Lenin and Stalin Turned a Backward – Feudalistic Country into a Modern State!
If the text written by Karl Marx – entitled ‘On the Jewish Question‘ – is read and understood properly – it describes clearly how the Judeo-Christian religion (and Bourgeois State) generates the Revolutionary conditions for society to transition into a ‘Secular’ (Socialist) State! Of course, the far-right (and the Bourgeois State) attempt to demonise such texts – falsely claiming that Marx is being ‘anti-Semitic’ – when in fact he is assessing two independent articles penned NOT by him – but by ‘Bruno Brauer’ (a prominent ‘Young Hegelian’). Marx writes:
‘The so-called Christian state is the Christian negation of the state, but by no means the political realization of Christianity. The state which still professes Christianity in the form of religion, does not yet profess it in the form appropriate to the state, for it still has a religious attitude towards religion – that is to say, it is not the true implementation of the human basis of religion, because it still relies on the unreal, imaginary form of this human core. The so-called Christian state is the imperfect state, and the Christian religion is regarded by it as the supplementation and sanctification of its imperfection.

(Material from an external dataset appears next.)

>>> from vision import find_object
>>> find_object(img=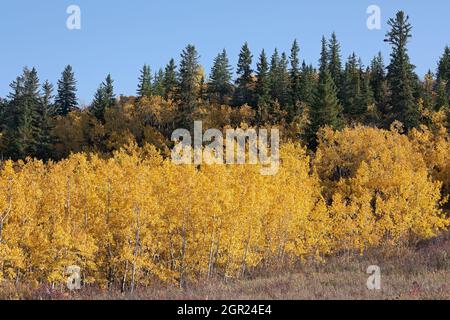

For the Christian state, therefore, religion necessarily becomes a means; hence, it is a hypocritical state. It makes a great difference whether the complete state, because of the defect inherent in the general nature of the state, counts religion among its presuppositions, or whether the incomplete state, because of the defect inherent in its particular existence as a defective state, declares that religion is its basis. In the latter case, religion becomes imperfect politics. In the former case, the imperfection even of consummate politics becomes evident in religion. The so-called Christian state needs the Christian religion in order to complete itself as a state. The democratic state, the real state, does not need religion for its political completion. On the contrary, it can disregard religion because in it the human basis of religion is realized in a secular manner. The so-called Christian state, on the other hand, has a political attitude to religion and a religious attitude to politics. By degrading the forms of the state to mere semblance, it equally degrades religion to mere semblance.’